90-Day Security Plan Progress Report: April 15
Thanks again to all who attended today’s “Ask Eric Anything” webinar, Zoom CEO Eric S. Yuan’s second weekly session to update you on Zoom’s ongoing privacy and security efforts.
This week, Eric was joined by Zoom CPO Oded Gal, Zoom CTO Brendan Ittelson, and new security adviser Alex Stamos to discuss the progress we’ve made in the two weeks since the start of our 90-day plan and how we’re moving forward.
Some updates from the past week and on what’s coming:
Highlights from this week’s session
Some key takeaways from this week’s “Ask Eric Anything” webinar:
New Security icon in the meeting controls
The newly released Security icon in the toolbar provides Zoom Meetings hosts and co-hosts with one-click access to a number of existing Zoom security features, including Lock Meeting and Enable the Waiting Room.
Changes to Zoom’s default settings
We’ve made changes to Zoom’s default meeting settings to improve security before a meeting starts.
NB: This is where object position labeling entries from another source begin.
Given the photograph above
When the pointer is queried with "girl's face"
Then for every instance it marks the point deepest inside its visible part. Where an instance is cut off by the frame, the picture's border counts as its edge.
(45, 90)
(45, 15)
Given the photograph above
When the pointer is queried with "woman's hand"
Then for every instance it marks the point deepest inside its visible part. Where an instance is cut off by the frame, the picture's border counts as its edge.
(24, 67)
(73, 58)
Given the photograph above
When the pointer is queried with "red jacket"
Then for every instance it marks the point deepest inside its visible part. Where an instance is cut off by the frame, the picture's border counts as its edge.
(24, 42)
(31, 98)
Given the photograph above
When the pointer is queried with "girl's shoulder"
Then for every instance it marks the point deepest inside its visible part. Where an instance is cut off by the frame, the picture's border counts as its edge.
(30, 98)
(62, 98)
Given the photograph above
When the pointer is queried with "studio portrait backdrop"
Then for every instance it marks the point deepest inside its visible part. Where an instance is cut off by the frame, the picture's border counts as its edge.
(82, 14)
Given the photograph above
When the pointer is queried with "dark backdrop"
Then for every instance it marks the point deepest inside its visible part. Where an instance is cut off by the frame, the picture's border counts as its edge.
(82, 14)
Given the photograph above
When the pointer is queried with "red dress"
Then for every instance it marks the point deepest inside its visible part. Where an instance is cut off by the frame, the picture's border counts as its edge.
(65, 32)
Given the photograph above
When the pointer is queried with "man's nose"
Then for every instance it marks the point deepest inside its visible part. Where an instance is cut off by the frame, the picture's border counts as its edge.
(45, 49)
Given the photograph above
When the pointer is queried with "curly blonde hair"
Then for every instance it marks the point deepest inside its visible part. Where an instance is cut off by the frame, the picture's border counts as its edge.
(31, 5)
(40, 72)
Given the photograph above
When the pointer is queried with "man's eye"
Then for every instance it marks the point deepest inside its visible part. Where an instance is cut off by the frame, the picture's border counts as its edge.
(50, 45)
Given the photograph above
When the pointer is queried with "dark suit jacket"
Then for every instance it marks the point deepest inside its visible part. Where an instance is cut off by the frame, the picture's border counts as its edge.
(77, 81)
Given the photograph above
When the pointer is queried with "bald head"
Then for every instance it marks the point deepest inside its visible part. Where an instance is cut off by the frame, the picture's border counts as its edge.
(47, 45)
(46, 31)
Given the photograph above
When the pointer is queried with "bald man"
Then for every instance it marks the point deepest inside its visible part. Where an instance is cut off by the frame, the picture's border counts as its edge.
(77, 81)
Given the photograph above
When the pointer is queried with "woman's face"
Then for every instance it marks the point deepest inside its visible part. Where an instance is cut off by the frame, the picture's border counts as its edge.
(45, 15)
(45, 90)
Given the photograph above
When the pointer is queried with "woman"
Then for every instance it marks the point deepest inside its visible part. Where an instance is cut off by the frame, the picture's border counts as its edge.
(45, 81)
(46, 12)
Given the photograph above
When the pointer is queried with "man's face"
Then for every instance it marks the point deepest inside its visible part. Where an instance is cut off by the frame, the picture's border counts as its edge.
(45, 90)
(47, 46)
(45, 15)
Both meeting passwords and Waiting Rooms are enabled by default for our free Basic users and single Pro users, while those in our K-12 education program need a password to join a meeting. Waiting Rooms also are on by default for those K-12 users.
Enhanced meeting password complexity
Account owners and admins can now configure minimum meeting password requirements to include numbers, letters, and special characters, or allow only numeric passwords. Free Basic account users will now use alphanumeric passwords by default instead of numeric passwords.
Changes to data center routing
Starting April 18, account admins will have the ability to choose whether or not their data in transit is routed through specific data center regions, giving users more control of their interactions with Zoom’s global network. Data in transit, or data in motion, is data actively moving from one location to another such as across the internet or through a private network. Data at rest is data that is not actively moving from device to device or network to network such as data stored in a cloud data center. Learn more about the process in our blog post.
Bug bounty program with Katie Moussouris of Luta Security
Zoom will be working with Luta Security to reboot our bug bounty program. Luta Security was founded by Katie Moussouris, who created some of the most important vulnerability programs still running today. She started Microsoft Vulnerability Research and Symantec Vulnerability Research, and also started Microsoft’s and the Pentagon’s bug bounty programs. Luta Security will be assessing Zoom’s program holistically with a 90-day “get well” plan, which will cover all internal vulnerability handling processes. Read more in Katie’s blog post.
Introducing Alex Stamos
Eric introduced Alex Stamos, former CSO of Facebook and the director of Stanford’s Internet Observatory, who will be joining Zoom as a consultant to help us identify and implement enhanced security measures. “There is no more interesting or impactful issue than allowing people to live their lives through this quarantine,” Alex said. “There’s never been a company that has had to scale this quickly, and supporting hundreds of millions of people is a fascinating technical challenge. I’m very excited to join this incredibly fast-moving team.”
The panel also answered questions from webinar attendees live. Here are some of the topics that Eric and his guests addressed this week:
Which is more secure — free Basic accounts or paid accounts?
Although paid accounts have more features to customize meetings and user settings than Basic accounts, Eric assured attendees that the majority of security features were available for both Pro and Basic accounts. In fact, free accounts now have many security settings on by default.
Can you provide more details on Zoom’s bug bounty program?
Alex explained that a bug bounty program is a system that rewards users and security researchers for identifying bugs within a company’s product. He also mentioned that all Zoom users and security researchers are invited to participate, including researchers who have previously reported on Zoom vulnerabilities. Visit our security page to submit potential bugs.
Can you share updates on Zoom’s encryption?
Alex explained that Zoom’s short-term focus for encryption is migrating from a 256-bit AES ECB encryption to a more secure 256-bit AES-GCM encryption, while our long-term focus will involve a totally new cryptographic design that greatly reduces risk to Zoom’s system.
What about credentials on the dark web?
It was recently reported that some Zoom credentials on the dark web were available for purchase; however, as Alex explained, this is an issue faced by most large companies such as Yahoo, Facebook, and Amazon. He also explained that these credentials were most likely stolen from users elsewhere but use the same password across multiple accounts, or from users who have malware installed on their system. Zoom is building systems to detect whether people are trying out username and password pairings and block them from trying again. We have also hired multiple intelligence firms to find these password dumps and the tools used to create them, as well as a firm that has shut down websites attempting to trick users into downloading malware or giving up their credentials.
Can other people listen in on a Zoom Meeting?
Brendan explained that only the users within your meeting will be able to listen to the conversation and that those users will show up on the participant’s list, so no unauthorized users will be able to listen in. He also explained that Zoom never records any meeting unless a host specifically selects Record.
If you missed this week’s session, you can view the recording here:
Editor’s note: This post was updated Nov. 6, 2020, to clarify language around customizing your data routing settings.
Editor’s note: This blog post was edited on Aug. 2, 2021 to include the most up to date information on Zoom encryption.